A Steubenville City Schools employee was the first person to be indicted by an Ohio special grand jury investigating whether others should be charged after two high school football players were found delinquent in the August 2012 rape of a 16-year-old girl.
Ohio Attorney General Mike DeWine announced Monday that William Rhinaman, 53, of Mingo Junction was indicted on felony counts of tampering with evidence, perjury and obstructing justice and a misdemeanor count of obstructing official business.
Mr. Rhinaman is listed on Steubenville City Schools' website as director of technology. The indictment is in relation to his role as an administrator, said attorney general's office spokesman Dan Tierney.
Mr. Rhinaman was taken into custody Monday afternoon, but the attorney general's office wouldn't confirm whether he was arrested at work or at home. He has been held in the Jefferson County Jail since 4:42 p.m. and is scheduled to be arraigned at 1 p.m. Wednesday.
"This is the first indictment in an ongoing grand jury investigation," Mr. DeWine said. "Our goal remains to uncover the truth, and our investigation continues."
Superintendent Michael McVey said Monday night that the district plans to release a statement on the indictment today.

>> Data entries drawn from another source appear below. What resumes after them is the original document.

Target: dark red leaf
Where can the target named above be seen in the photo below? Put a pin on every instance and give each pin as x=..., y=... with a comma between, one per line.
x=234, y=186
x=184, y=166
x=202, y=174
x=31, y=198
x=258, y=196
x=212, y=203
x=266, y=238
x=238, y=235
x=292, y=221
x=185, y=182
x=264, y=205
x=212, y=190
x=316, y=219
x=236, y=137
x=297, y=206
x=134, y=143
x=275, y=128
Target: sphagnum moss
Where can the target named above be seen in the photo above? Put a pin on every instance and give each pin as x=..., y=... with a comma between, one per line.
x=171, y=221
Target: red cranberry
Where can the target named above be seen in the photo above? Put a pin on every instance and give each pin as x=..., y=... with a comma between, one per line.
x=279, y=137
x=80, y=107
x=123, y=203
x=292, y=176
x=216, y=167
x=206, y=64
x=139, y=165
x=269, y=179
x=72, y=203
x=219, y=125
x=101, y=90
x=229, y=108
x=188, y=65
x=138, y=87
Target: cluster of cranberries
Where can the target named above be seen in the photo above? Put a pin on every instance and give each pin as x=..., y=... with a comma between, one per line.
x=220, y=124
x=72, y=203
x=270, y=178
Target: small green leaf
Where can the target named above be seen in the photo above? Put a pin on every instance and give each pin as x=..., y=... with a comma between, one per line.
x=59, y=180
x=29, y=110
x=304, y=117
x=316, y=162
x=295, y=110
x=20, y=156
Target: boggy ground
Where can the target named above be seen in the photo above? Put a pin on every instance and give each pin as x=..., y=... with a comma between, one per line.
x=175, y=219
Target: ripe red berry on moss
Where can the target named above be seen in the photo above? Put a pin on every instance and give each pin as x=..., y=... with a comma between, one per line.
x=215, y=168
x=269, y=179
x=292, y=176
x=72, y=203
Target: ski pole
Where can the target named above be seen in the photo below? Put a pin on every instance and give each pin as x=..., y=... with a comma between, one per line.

The Ohio special grand jury has been meeting for months to determine whether more people should be charged in connection with the Steubenville rape case, in which Trent Mays, 17, and Ma'Lik Richmond, 16, were found delinquent of raping a 16-year-old girl during a night of partying Aug. 11, 2012.
Mr. DeWine called for the grand jury immediately following the March 17 verdicts against the two Steubenville High School football players to ensure the exhaustiveness of a criminal investigation that some say was corrupted by allegiances to the football program. The attorney general noted that 16 people refused to be interviewed during the initial investigation.
Social media played a key role in the case, which drew national attention. Some who attended the Aug. 11 party took cell phone pictures and videos of the assault and then talked about it on Facebook and Twitter. A video later showed up on YouTube, featuring another student joking about the attack.
It was unclear whether any of the social media matters played a role in the charges against Mr. Rhinaman.
Until Monday, only the two former Steubenville High School football players had been charged in connection with the rape of the Weirton, W.Va., girl, even though other teens attended the party and talked about it on social media.
In March, Mr. DeWine signaled that failure to report a felony, failure by a mandatory reporter to report child abuse -- including rape -- and the provision of alcohol to underage persons are all charges that the grand jury could explore.
Under Ohio law, school employees and other authority figures who interact with minors are required to immediately report suspected abuse or neglect.
Search warrants requested by the attorney general were executed in March at the Steubenville board of education offices and other facilities, Steubenville High School and Vestige Ltd. in Medina County, Ohio, a computer forensic services provider used in civil litigation and law enforcement.